Sous le sol de verre, l’Œil de Corbeau ressemble à une gueule prête à se refermer en une morsure venimeuse. Je n’ai pas de nouvelles des Exalts déployés dans les profondeurs. Seuls cinq sont restés à la surface ; tous les autres sont au fin fond de ce trou béant, qui risque de se refermer sur eux comme un cercueil…

"Amirale, les Ex…"

L’officier n’a pas le temps de finir sa phrase. Soudain, un pilier de lumière déchire la nuit et jaillit du gouffre comme le feu d’un canon. La colonne embrasée fend les nuages et entrouvre le ciel, noyant tout dans une lumière jaune et inquisitrice. Je détourne les yeux, tandis que d’autres se protègent le visage entre leurs mains ou lèvent le bras en signe de protection.

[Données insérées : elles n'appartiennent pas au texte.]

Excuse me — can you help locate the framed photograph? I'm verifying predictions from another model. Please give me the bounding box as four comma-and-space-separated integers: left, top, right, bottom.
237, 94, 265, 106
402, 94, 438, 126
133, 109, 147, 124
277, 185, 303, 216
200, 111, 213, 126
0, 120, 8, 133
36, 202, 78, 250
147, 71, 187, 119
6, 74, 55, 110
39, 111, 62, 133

Je cligne des yeux et, après un bref instant, me risque enfin à ouvrir les paupières. Le pylône incandescent s’étend jusqu’au firmament, un aiguillon céleste qui relie la terre au ciel. Il demeure planté là pendant ce qui semble être une éternité. Puis je sens des impressions, des sensations fugaces se superposer à mes perceptions : des éclats de rire, une joyeuse farandole, la joie de déambuler dans des corridors, des escaliers, des salles immenses où tous les murs luisent de l’éclat mordoré de la Sève. Il y a là un sentiment inextinguible de bonheur, d’amour et de liberté. Un sentiment de plénitude, alors que les doigts d’une petite fille viennent cueillir une fleur de myosotis…

Puis ces fragments de souvenirs s’étiolent, se dissipent comme une brume face au jour. La lumière disparaît comme elle est venue, laissant les ténèbres nous enlacer de nouveau.

"Que s’est-il passé ? Quels sont les rapports préliminaires ?

— Les Exalts ont été rapatriés à la surface. Confirmation d’une explosion dans les sous-sols."

Je me permets un soupir de soulagement.

"Qu’on envoie des secours et des médecins au plus vite.

— Oui, Amirale !"

Ainsi, ils ont dû passer au plan B. Cela veut dire que l’Affamé…

Alors que je commence à réfléchir aux implications de cette décision, une lueur éclot au loin, par-delà les falaises de la Chape, par-delà même les nuages. Si ça n’avait pas été le milieu de la nuit, j’aurais pensé à l’aurore en train de pointer le bout du nez. Mais non : le soleil ne reparaîtra que dans quelques heures. À la place, c’est une colonne de lumière, en tout point similaire à celle qui vient d’écarteler les nuages, qui s’élève au loin et se perd au sein de la voûte céleste. J’évalue rapidement les distances… Elle doit probablement être à des lieues de là où nous sommes.

"Que…"

Le commodore Jeanty ne peut réprimer un hoquet de surprise, tandis que ses yeux scrutent le lointain. Je demeure moi-même bouche bée en contemplant l’épine flamboyante.